The liberties I took with the Pinkerton and local history is what made it fun. Treadwell is the first book of the Gastineau Channel Quartet. Gastineau Channel runs between Juneau on the mainland and Douglas Island. There used to be four towns there, now only two remain.

-Do you have any future projects that you wish to discuss at the moment?

Treadwell was just awarded a Seal of Approval by the IndePENdents, which is a non-profit group of volunteers who vet independent small press or self-published works for quality of execution and structure. They make no comment on the contents other than that. It is an honor to receive their seal.

I am currently researching for Book Two, Thane, The Assassination of Warren G. Harding, which takes place from late 1920 to August 1923.

Book Three, Douglas, The Great Conflagration, takes place from 1935 to late 1937.

Book Four, Juneau, The Plot to Kill FDR, takes place from 1941 to 1945 when Alaska Territory was a theater of war.

I’ll stop with what I’ve already said.

-Presently, most of this blog’s subscribers are on the ground floor of the writing/publishing business. What do you know now that you wish you knew starting out?

I wish I had realized how much I didn’t know. Writing is a lonely business and by the time you get something finished, whether it is a short story or a novel, you feel like you’ve paid your dues. In reality you have only started. I started writing late in life, 38, so I’ve tried to catch up. There are so many books in my head that it is both thrilling and frightening at the same time.

All I can say is put your heart into your work, make it as good as you can. Always remember that critiques or criticism is gold to a writer. You know how the story goes and what it says – but is that what the reader is getting or did you leave something out that you felt was obvious? I have four Beta readers who read my work and mark it up anywhere they feel I used the wrong word, came to the wrong conclusion, or just do not believe the character would respond in that manner.

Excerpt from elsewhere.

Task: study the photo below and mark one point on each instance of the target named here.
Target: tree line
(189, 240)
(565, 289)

I don’t have to do everything they say, nor do I have to make every change they point out. It is my book, but I want the person who buys it to get the best possible story I can deliver, so I ponder on those critiques at length and I thank those wonderful people for the insight I can’t possibly have since the work is my baby.

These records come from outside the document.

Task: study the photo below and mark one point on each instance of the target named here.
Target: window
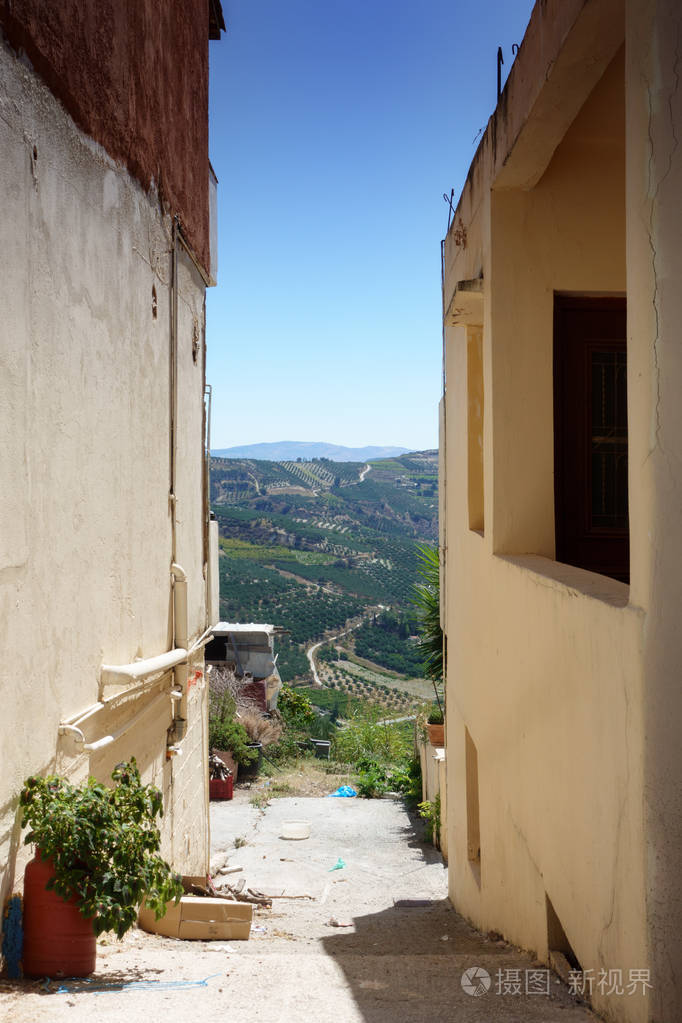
(591, 435)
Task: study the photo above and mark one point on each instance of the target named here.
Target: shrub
(103, 844)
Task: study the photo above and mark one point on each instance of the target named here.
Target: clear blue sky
(335, 128)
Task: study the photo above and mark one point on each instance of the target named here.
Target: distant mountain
(290, 450)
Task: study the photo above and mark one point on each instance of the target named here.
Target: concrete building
(248, 650)
(105, 548)
(561, 539)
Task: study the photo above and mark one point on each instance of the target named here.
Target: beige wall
(86, 539)
(550, 668)
(654, 380)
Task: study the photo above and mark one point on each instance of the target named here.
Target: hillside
(319, 547)
(281, 450)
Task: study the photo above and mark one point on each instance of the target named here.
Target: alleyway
(400, 962)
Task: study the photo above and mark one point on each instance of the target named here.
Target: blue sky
(335, 128)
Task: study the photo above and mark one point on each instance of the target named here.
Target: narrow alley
(375, 942)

If you want to be a writer you have to have a very thick skin. However, anyone who attacks you rather than your work should be cut from the process like the cancer they are. Many writing groups fall victim to personality differences and lose the focus and support they were supposed to provide.

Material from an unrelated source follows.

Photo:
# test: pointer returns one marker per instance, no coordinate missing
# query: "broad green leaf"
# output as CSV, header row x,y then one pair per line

One Last Question: Do you see any parallels between your work as a visual artist and your work as a writer?

My initial impulse was to say, no, I use a different part of my brain when I write. But after seriously considering the issue I realize there is crossover. When I worked for the Alaska Department of Health and Social Services I did a lot of images that conveyed non-linear mental images, “continuum of care” for example. Compared to that, describing a locale in a scene in a story was so easy I didn’t realize I was doing it. But I was.

In “Russian Amerika,” where I have Grig and another character outside Chena Redoubt at -40F, I pulled up memories of my years in Fairbanks and extrapolated visually from there. A good portion of Americans have never experienced that intense degree of cold and it was important to the story that I portray it in a manner to which all could relate.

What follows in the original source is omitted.